On July 5, lead developers Dominion Energy and Duke Energy sounded the death knell for the 600-mile fracked gas behemoth, citing ongoing delays, increasing costs and legal uncertainty. This is a monumental victory for the North Carolina, Virginia and West Virginia communities in the path of the pipeline that spent the better part of a decade fighting against it.
Following legal challenges from community and environmental groups, construction has been halted on the largely unbuilt pipeline since late 2018, and developers lacked eight permits at the time the project was canceled. Although Duke and Dominion won a Supreme Court case in June that would have allowed them to burrow under the Appalachian Trail, this was not enough to overcome the variety of obstacles the monopoly utilities faced.

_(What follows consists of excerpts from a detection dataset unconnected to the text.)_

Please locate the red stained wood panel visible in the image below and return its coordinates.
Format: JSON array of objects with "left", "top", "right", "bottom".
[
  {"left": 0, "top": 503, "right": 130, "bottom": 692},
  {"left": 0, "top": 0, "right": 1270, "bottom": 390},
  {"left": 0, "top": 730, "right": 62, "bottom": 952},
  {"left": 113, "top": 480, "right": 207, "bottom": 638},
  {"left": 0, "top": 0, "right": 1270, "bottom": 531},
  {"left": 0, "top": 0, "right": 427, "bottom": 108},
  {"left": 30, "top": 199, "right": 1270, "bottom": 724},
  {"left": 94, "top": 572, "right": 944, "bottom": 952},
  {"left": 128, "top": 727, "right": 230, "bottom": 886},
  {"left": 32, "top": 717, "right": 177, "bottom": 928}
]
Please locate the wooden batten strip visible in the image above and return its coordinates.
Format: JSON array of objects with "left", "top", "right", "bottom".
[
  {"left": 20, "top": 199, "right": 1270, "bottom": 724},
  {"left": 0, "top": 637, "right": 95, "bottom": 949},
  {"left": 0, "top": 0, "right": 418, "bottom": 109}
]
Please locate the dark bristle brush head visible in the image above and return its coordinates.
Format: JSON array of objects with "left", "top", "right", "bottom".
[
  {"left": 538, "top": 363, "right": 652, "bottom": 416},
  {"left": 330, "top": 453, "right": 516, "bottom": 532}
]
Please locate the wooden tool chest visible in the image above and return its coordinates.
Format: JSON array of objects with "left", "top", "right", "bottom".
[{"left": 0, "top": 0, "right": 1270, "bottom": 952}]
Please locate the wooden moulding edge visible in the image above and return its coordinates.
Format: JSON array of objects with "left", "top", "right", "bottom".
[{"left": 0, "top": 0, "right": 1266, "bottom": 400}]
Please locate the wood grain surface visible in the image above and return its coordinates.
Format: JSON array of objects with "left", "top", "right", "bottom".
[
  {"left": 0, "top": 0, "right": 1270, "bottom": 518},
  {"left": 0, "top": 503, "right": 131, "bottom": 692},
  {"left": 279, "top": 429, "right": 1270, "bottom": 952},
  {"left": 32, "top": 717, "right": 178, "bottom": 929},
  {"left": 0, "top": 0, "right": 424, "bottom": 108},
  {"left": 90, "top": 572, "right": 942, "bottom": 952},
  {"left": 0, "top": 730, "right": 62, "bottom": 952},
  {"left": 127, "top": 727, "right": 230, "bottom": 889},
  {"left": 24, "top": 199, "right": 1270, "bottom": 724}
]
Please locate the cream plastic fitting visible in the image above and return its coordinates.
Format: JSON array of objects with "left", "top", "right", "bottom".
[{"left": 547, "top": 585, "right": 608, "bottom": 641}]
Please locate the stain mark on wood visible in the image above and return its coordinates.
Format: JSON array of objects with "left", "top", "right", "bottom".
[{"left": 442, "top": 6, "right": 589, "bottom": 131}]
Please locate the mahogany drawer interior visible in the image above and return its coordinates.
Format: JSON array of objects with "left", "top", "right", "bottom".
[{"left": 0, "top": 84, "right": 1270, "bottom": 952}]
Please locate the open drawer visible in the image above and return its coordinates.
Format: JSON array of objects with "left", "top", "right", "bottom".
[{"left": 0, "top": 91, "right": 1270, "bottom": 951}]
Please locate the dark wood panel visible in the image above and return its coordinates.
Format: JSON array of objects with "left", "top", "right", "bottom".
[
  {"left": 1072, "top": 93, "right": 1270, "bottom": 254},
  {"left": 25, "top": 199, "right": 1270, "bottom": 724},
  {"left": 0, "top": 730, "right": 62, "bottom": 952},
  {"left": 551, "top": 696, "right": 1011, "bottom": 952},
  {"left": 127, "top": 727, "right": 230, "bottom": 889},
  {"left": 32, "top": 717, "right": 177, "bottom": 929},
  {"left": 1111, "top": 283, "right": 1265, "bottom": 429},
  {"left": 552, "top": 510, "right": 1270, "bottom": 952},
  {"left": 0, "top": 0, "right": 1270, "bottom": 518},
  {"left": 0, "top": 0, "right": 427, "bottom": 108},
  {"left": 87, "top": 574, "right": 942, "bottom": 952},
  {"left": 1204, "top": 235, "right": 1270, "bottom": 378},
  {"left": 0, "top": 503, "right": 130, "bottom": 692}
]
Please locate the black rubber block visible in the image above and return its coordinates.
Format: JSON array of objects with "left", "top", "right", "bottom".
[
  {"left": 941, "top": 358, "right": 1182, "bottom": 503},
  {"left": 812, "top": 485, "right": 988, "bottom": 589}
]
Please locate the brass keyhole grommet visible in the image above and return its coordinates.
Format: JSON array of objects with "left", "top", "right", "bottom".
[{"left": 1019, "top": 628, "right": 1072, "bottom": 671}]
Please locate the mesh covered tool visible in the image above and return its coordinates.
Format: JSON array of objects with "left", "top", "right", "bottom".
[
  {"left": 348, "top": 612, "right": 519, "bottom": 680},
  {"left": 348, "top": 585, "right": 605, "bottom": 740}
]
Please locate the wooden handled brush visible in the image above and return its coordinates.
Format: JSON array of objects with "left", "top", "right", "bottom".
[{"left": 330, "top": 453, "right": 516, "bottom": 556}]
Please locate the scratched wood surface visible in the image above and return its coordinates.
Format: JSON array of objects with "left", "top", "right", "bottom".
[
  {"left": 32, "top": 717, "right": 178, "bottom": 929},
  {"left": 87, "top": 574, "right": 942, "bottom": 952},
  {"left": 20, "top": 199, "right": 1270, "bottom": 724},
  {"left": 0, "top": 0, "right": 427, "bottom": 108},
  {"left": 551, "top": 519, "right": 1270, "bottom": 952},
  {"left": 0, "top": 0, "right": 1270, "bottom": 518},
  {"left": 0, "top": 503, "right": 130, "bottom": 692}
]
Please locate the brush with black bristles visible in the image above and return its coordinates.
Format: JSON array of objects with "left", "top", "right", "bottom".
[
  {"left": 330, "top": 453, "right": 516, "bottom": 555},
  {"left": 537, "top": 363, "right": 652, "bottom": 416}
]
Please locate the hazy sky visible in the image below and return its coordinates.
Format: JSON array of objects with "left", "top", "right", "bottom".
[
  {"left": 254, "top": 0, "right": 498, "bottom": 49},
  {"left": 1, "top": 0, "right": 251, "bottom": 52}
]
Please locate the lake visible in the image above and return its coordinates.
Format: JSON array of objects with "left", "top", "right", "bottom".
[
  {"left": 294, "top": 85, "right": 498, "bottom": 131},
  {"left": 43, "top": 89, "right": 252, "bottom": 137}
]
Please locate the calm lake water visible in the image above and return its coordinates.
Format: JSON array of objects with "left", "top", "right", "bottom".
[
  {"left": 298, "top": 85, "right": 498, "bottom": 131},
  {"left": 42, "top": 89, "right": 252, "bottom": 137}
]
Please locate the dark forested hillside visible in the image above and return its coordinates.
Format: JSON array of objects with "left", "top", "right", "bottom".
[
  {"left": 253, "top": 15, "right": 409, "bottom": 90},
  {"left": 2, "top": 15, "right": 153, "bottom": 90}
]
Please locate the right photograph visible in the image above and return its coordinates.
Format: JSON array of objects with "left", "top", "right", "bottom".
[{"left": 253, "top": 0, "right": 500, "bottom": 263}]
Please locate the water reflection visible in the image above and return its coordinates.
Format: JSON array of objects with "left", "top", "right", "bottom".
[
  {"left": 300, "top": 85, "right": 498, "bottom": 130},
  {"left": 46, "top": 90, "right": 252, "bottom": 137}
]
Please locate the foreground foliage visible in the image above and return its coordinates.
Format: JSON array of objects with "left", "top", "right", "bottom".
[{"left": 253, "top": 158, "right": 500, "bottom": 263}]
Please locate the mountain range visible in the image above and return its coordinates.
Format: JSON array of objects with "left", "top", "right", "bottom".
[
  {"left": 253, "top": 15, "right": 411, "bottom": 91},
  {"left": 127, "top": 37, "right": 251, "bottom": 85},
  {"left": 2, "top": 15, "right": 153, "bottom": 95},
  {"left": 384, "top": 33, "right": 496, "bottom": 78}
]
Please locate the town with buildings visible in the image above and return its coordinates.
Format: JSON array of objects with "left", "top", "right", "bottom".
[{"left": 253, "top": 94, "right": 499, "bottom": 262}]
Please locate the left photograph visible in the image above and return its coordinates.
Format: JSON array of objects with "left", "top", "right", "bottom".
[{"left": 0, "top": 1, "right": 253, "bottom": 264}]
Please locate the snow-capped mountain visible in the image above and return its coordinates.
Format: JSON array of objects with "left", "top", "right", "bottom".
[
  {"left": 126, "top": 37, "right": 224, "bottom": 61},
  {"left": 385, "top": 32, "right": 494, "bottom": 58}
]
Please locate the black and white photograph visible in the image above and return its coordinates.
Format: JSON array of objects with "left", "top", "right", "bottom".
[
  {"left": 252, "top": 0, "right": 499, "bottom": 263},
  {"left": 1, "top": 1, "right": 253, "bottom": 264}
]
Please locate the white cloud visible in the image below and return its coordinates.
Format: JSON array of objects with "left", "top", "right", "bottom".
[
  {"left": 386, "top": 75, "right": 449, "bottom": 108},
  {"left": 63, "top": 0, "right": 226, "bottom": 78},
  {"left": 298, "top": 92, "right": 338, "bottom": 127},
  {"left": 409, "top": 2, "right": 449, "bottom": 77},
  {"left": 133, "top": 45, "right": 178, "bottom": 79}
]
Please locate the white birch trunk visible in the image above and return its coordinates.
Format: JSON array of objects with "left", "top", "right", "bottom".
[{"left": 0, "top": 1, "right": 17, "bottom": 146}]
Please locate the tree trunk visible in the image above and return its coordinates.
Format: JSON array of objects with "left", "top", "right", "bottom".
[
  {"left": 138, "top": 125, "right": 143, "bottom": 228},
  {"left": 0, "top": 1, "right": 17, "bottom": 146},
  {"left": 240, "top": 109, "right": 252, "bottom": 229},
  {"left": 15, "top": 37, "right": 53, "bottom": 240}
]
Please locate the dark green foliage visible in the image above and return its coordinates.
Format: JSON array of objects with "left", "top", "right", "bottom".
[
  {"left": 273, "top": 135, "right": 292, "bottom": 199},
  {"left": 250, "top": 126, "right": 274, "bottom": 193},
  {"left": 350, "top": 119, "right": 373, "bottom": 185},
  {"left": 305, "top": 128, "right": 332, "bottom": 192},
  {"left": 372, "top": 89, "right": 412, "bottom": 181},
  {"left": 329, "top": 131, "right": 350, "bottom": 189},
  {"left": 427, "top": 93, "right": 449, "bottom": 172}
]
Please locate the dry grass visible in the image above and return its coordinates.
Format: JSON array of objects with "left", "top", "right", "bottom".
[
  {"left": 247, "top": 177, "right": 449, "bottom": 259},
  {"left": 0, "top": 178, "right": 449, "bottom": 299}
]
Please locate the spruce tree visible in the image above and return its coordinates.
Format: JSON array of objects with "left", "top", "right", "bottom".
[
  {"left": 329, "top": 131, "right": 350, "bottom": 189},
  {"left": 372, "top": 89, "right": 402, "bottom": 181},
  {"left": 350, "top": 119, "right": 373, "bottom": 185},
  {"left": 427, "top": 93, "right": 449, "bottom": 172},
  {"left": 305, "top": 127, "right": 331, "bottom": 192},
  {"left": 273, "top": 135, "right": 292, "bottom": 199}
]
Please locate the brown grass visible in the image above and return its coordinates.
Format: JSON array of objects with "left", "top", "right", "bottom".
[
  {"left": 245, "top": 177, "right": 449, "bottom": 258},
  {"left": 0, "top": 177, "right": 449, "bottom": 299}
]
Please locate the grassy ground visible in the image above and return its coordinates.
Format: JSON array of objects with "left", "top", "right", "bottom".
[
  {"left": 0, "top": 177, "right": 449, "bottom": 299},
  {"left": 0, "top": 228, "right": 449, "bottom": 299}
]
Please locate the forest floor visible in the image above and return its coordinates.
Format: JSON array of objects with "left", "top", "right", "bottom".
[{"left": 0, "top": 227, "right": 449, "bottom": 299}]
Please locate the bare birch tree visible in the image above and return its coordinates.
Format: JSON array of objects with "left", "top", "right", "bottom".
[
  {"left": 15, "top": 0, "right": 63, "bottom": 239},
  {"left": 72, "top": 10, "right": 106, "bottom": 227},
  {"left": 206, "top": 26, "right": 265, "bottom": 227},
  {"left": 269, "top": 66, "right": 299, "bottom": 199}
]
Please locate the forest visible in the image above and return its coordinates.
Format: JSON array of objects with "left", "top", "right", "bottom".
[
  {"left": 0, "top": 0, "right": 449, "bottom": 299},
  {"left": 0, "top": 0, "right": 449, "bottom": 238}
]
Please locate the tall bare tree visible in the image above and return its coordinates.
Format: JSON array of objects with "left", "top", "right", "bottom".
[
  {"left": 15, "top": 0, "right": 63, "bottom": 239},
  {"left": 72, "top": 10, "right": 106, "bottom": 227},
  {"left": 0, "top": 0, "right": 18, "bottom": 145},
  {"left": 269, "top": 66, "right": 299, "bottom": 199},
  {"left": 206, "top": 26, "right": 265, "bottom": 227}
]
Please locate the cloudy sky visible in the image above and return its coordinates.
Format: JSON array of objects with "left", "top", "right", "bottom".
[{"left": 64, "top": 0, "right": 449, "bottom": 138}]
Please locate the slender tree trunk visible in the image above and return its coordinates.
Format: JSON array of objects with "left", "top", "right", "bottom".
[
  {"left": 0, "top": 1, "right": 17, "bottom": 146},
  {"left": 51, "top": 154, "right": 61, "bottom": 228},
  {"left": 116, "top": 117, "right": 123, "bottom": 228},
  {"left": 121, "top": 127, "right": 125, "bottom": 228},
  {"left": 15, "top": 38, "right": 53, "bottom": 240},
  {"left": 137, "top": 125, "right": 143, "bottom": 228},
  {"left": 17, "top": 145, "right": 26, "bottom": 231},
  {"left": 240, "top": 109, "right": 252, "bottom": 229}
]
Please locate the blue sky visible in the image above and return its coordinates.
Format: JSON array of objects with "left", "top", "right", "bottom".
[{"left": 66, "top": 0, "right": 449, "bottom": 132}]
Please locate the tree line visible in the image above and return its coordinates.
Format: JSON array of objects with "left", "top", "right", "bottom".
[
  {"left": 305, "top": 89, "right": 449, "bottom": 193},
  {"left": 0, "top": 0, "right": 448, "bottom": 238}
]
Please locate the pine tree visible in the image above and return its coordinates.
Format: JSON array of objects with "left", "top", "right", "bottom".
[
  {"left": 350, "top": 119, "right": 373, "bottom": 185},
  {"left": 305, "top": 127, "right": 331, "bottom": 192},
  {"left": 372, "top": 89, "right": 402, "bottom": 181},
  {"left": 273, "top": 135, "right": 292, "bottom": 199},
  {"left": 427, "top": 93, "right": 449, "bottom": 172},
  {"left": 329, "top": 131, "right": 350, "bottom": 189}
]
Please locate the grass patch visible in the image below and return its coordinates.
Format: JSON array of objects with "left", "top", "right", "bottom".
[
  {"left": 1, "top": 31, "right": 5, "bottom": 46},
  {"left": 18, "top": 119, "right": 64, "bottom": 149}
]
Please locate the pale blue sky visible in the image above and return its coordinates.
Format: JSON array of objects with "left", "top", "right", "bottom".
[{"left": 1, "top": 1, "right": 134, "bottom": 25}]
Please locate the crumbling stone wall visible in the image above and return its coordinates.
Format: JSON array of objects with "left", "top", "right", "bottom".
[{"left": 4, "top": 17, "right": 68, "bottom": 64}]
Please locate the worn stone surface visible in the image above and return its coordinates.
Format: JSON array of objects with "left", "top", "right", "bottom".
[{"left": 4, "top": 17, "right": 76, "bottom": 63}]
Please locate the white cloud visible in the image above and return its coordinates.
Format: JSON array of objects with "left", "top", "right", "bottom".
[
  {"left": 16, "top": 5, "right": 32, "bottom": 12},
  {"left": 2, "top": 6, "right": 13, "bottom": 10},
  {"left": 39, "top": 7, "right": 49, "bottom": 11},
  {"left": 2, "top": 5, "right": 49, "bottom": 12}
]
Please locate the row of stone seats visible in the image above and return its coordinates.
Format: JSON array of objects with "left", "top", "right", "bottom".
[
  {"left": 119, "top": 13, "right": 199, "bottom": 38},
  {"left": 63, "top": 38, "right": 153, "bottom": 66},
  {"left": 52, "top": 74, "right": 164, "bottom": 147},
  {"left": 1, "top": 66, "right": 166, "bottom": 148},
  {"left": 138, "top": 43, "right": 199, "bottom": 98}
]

A diverse array of groups opposed the Atlantic Coast Pipeline, including Appalachian Voices, the nonprofit environmental organization that produces this publication. If built, the pipeline would have disproportionately impacted low-income communities, communities of color, and Native American communities. But residents rallied together in a massive grassroots movement against the ACP over the last six years, holding marches, attending public meetings, monitoring construction and more. They formed grassroots groups like the Friends of Buckingham, which fought the construction of a massive gas compressor station in the historic Black community of Union Hill, Virginia, and secured a major legal win earlier this year.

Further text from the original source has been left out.